Finding joy in the misery of others (the Germans call it schadenfreude) may not be the most sportsmanlike of options, but the teams have been (is rivals too kind a word?) for more than a century.
And nothing quite matches the bitterness from San Francisco fans or the jealousy and paranoia.
What happened to the Dodgers in the best-of-five National League Division Series was the stuff that makes sport fascinating and baseball enthralling.
Unless you were rooting for those Dodgers.
It wasn’t just that after winning 100 games during the regular season (seemingly most at the expense of the Giants) LA couldn’t win any in the playoffs against the Arizona Diamondbacks.
The Dodgers were simply awful. Their pitching was terrible—future Hall of Famer Clayton Kershaw couldn’t throw an inning of the first game and the Dodgers ended up getting pounded 11-2.
Their hitting was worse. Mookie Betts and Freddie Freeman, LA’s two top batters, were a combined 1-for-21.
In the last 15 years or so, the Dodgers have won far more games than the Giants, but the Giants have won three World Series, the Dodgers one.
That makes no sense, but it doesn’t have to. As has been pointed out, in baseball the line drives are caught and the bloopers fall in for singles.
In the last 15 years or so, the Dodgers have won a lot of games, earned a lot of praise and since they’re in the so-called Entertainment Capital of the Universe, drawn a lot of attention.

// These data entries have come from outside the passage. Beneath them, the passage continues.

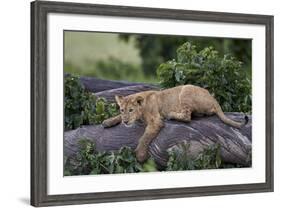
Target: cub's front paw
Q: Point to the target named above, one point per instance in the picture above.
(106, 124)
(141, 154)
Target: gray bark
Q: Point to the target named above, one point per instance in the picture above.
(200, 133)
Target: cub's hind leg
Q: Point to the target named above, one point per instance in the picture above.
(184, 115)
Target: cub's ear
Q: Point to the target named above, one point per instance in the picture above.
(139, 100)
(119, 99)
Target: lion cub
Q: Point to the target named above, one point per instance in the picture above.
(152, 107)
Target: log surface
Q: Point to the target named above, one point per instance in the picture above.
(200, 133)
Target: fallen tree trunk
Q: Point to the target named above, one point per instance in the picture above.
(200, 133)
(124, 91)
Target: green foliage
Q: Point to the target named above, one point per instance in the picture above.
(180, 158)
(223, 76)
(154, 50)
(82, 107)
(92, 162)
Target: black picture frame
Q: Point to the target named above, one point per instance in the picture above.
(39, 12)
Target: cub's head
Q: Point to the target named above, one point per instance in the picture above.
(130, 108)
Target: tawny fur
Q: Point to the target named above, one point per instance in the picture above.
(152, 107)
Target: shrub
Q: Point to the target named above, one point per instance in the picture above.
(82, 107)
(180, 158)
(92, 162)
(224, 76)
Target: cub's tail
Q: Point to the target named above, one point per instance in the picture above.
(227, 120)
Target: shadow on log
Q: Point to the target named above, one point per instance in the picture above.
(200, 133)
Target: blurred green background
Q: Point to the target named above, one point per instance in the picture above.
(135, 57)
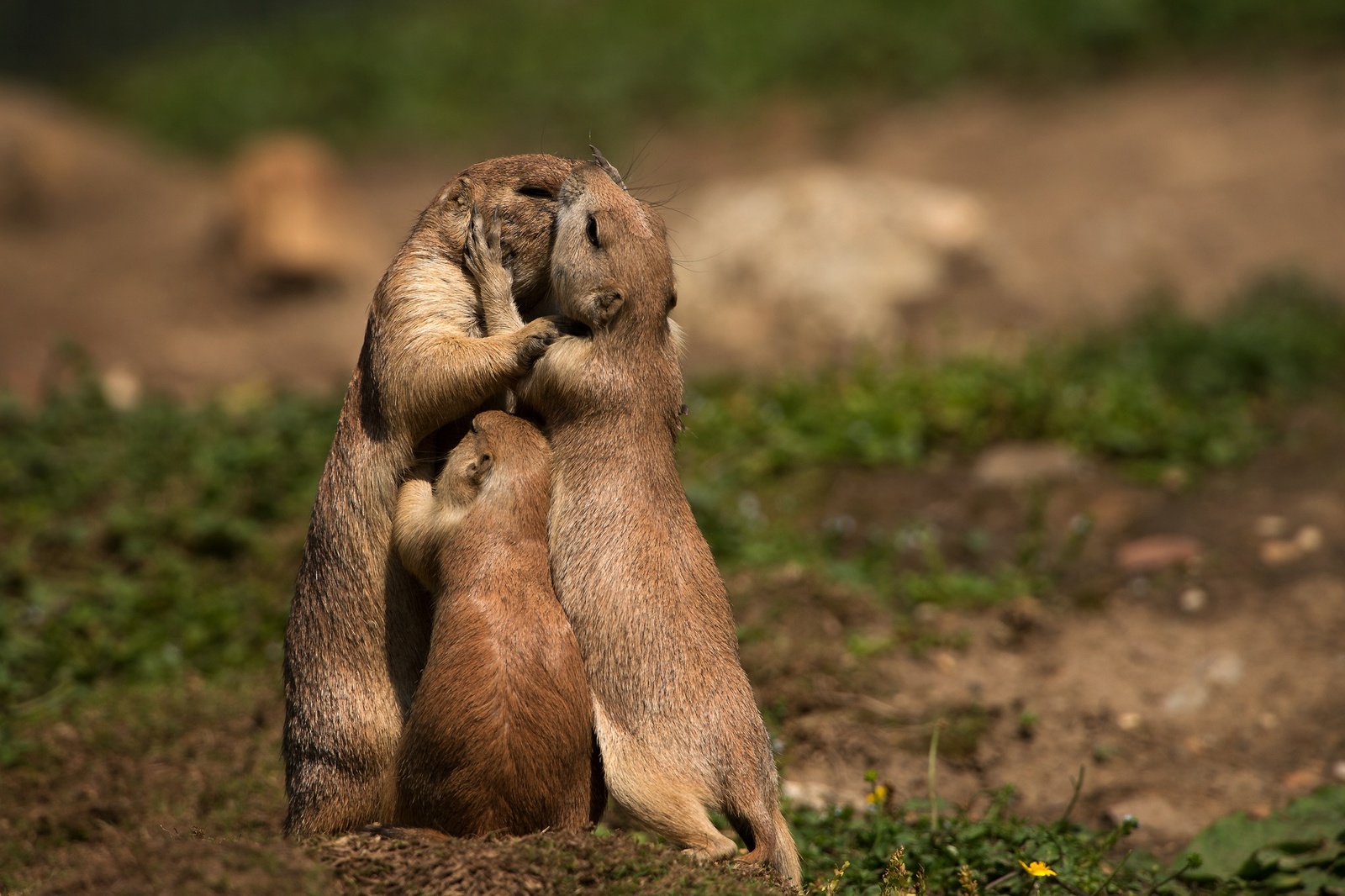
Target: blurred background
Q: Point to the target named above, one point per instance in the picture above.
(1015, 372)
(920, 175)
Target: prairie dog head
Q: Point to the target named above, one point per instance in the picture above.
(525, 190)
(611, 266)
(501, 459)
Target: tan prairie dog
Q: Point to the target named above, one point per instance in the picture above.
(360, 623)
(501, 732)
(674, 714)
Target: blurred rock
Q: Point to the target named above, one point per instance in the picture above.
(1270, 526)
(1015, 465)
(1309, 539)
(1158, 552)
(1194, 600)
(293, 221)
(1277, 552)
(54, 161)
(806, 266)
(121, 387)
(1302, 779)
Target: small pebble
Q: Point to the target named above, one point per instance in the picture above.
(1279, 552)
(1158, 552)
(1194, 600)
(1271, 526)
(1309, 539)
(1129, 721)
(1302, 779)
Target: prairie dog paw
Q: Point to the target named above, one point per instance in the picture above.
(535, 340)
(483, 257)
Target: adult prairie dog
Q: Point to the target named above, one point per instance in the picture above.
(501, 732)
(672, 709)
(360, 623)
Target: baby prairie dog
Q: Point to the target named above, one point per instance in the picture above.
(360, 623)
(674, 714)
(501, 730)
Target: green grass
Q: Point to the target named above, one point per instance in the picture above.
(525, 69)
(1160, 396)
(141, 544)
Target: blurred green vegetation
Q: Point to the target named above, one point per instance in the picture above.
(899, 849)
(1163, 396)
(521, 69)
(138, 544)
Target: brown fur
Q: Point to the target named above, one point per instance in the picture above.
(360, 623)
(501, 730)
(674, 714)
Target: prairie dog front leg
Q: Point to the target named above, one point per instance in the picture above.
(484, 261)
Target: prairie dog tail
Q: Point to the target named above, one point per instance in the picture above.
(771, 842)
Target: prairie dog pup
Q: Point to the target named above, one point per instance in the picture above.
(672, 709)
(360, 623)
(501, 732)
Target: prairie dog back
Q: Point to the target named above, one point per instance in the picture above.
(499, 735)
(674, 712)
(360, 625)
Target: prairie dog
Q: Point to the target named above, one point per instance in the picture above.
(501, 730)
(674, 714)
(360, 623)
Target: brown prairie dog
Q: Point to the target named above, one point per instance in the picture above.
(499, 736)
(674, 714)
(360, 623)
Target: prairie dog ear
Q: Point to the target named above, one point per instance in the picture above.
(609, 167)
(481, 467)
(457, 192)
(604, 306)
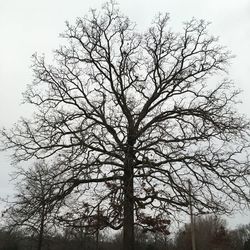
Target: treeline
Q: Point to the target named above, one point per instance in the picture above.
(211, 232)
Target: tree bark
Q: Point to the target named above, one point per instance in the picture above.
(128, 223)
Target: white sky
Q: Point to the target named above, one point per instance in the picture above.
(30, 26)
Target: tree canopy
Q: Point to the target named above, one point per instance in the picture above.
(126, 118)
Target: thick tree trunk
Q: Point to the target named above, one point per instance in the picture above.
(40, 236)
(128, 223)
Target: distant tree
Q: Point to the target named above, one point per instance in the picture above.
(211, 233)
(127, 118)
(240, 237)
(30, 211)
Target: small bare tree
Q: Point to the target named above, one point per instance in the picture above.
(127, 118)
(31, 210)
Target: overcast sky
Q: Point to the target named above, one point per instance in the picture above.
(30, 26)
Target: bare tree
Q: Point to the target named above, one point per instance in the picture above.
(30, 210)
(127, 118)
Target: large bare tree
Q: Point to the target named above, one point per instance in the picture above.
(128, 117)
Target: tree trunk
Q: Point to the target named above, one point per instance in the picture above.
(40, 236)
(128, 223)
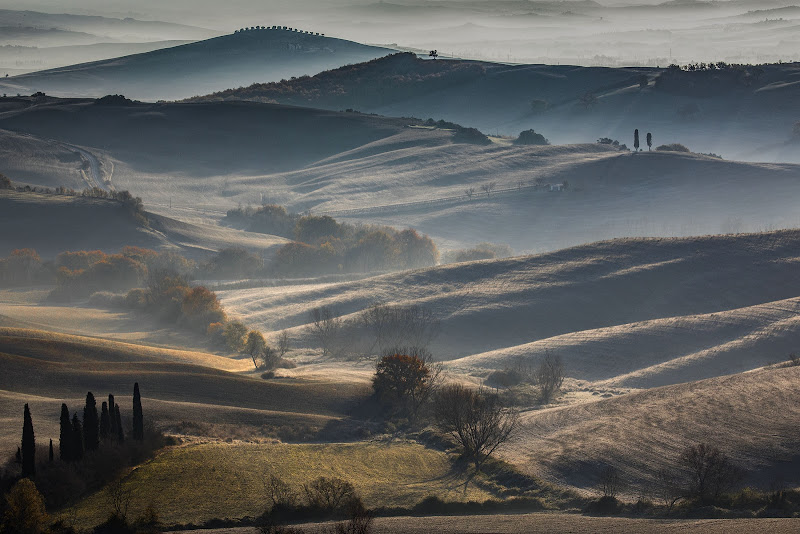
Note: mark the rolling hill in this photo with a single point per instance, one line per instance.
(623, 313)
(197, 160)
(51, 224)
(197, 68)
(730, 111)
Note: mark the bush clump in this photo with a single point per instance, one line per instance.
(530, 137)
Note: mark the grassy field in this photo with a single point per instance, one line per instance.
(229, 479)
(550, 523)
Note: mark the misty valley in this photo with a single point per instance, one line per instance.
(372, 268)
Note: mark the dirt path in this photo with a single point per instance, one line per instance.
(95, 176)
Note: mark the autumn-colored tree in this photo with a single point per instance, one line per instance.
(25, 511)
(200, 308)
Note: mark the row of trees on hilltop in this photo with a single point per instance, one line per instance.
(93, 449)
(284, 28)
(78, 436)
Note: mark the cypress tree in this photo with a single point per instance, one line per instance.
(28, 449)
(77, 439)
(65, 436)
(112, 419)
(138, 416)
(91, 424)
(118, 419)
(105, 422)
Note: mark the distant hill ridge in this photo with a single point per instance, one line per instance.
(201, 67)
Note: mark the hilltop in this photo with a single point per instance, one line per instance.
(195, 161)
(200, 67)
(624, 313)
(569, 104)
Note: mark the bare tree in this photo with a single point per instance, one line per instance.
(119, 498)
(255, 346)
(550, 376)
(395, 325)
(668, 488)
(609, 481)
(279, 493)
(477, 419)
(710, 472)
(326, 327)
(405, 378)
(283, 343)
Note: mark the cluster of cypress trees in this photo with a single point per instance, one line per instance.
(79, 436)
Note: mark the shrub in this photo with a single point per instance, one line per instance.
(530, 137)
(709, 472)
(472, 136)
(25, 511)
(200, 308)
(404, 382)
(549, 376)
(233, 262)
(477, 420)
(315, 229)
(605, 505)
(330, 495)
(234, 333)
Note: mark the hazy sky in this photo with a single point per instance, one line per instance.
(515, 30)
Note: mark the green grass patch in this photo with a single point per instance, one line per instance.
(199, 482)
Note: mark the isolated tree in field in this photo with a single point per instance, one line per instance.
(549, 376)
(325, 327)
(609, 481)
(668, 487)
(395, 326)
(105, 422)
(405, 380)
(234, 333)
(329, 494)
(710, 472)
(91, 424)
(120, 431)
(476, 419)
(24, 509)
(138, 416)
(28, 449)
(65, 436)
(77, 439)
(255, 346)
(281, 494)
(112, 418)
(284, 343)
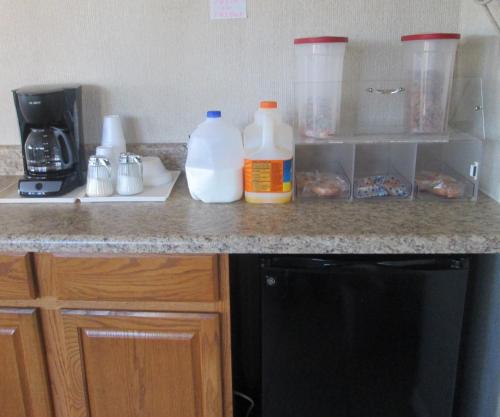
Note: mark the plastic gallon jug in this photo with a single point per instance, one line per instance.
(268, 168)
(283, 133)
(214, 165)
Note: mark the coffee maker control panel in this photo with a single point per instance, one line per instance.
(34, 188)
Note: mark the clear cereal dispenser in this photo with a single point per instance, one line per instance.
(319, 64)
(430, 60)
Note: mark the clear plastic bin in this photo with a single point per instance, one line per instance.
(430, 60)
(324, 171)
(319, 64)
(448, 171)
(384, 170)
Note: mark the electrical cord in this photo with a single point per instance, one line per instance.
(485, 4)
(247, 398)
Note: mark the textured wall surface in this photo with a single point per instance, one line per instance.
(479, 56)
(162, 63)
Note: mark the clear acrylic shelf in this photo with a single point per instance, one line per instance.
(443, 166)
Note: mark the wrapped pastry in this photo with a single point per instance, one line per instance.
(440, 184)
(326, 185)
(381, 186)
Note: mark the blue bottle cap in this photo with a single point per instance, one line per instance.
(214, 114)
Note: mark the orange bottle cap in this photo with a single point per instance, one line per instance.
(268, 105)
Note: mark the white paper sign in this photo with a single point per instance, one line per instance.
(228, 9)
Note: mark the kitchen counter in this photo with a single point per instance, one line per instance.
(183, 225)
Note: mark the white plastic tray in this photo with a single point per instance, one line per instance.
(150, 194)
(10, 195)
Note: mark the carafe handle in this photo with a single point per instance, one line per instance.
(71, 159)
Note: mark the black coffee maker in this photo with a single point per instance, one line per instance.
(50, 122)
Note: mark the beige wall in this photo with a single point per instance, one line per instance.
(162, 63)
(479, 56)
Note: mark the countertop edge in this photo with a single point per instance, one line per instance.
(348, 244)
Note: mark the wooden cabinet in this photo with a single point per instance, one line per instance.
(132, 364)
(24, 386)
(16, 279)
(128, 336)
(137, 278)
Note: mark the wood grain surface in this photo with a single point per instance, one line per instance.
(151, 278)
(133, 364)
(24, 385)
(16, 278)
(165, 325)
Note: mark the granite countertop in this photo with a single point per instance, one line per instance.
(182, 225)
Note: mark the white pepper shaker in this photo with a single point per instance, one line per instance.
(129, 180)
(99, 177)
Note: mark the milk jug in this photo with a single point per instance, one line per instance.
(283, 133)
(214, 165)
(268, 161)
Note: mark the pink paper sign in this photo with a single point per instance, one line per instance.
(228, 9)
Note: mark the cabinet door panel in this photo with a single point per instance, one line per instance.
(137, 278)
(24, 386)
(143, 364)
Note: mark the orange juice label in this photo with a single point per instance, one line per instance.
(268, 176)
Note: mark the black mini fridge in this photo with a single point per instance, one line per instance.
(348, 336)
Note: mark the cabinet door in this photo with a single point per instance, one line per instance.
(24, 386)
(134, 364)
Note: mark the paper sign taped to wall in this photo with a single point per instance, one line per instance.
(228, 9)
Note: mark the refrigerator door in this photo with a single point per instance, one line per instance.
(370, 338)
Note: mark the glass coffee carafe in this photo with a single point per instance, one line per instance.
(48, 150)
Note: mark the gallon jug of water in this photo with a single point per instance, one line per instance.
(214, 165)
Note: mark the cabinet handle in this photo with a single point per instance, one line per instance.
(385, 91)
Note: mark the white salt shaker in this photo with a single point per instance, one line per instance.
(99, 177)
(129, 180)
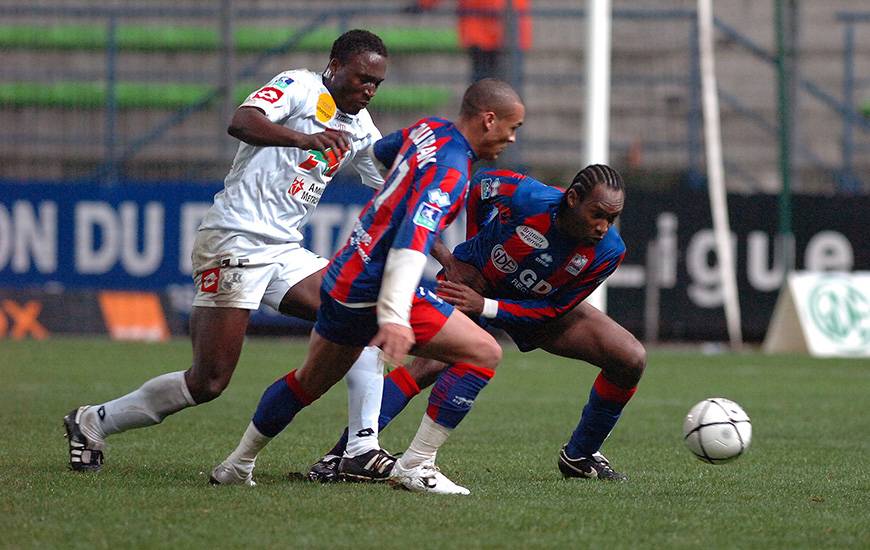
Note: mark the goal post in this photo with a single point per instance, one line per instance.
(597, 131)
(716, 174)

But they’ve won only one World Series, while the woe-be-gone Giants have won three.
Would you rather have a team that keeps you hopeful until almost the very end, then breaks your heart like the Dodgers or one that plods along its merry way and other than a tease and offers no expectations—the Giants at least kept it interesting in 2023 until it really mattered.
Sort of funny. The Giants, perhaps more than any team in the majors, were infamous for coming unglued with their historic “June Swoon,” but that isn’t a sudden tumble as performed by the Dodgers
“This is hellacious,” wrote columnist Bill Plaschke in the Los Angeles Times. “From first to worst, from 100 to zero, from great to godawful, again and again.”
Wonder the viewpoint of Farhan Zaidi, who before becoming the man in charge of the Giants, was duly employed by the Dodgers.
There’s no question how Giants partisans feel. If there’s anything almost as good as a San Francisco victory it’s an L.A. Dodgers loss. Ain’t sports fun?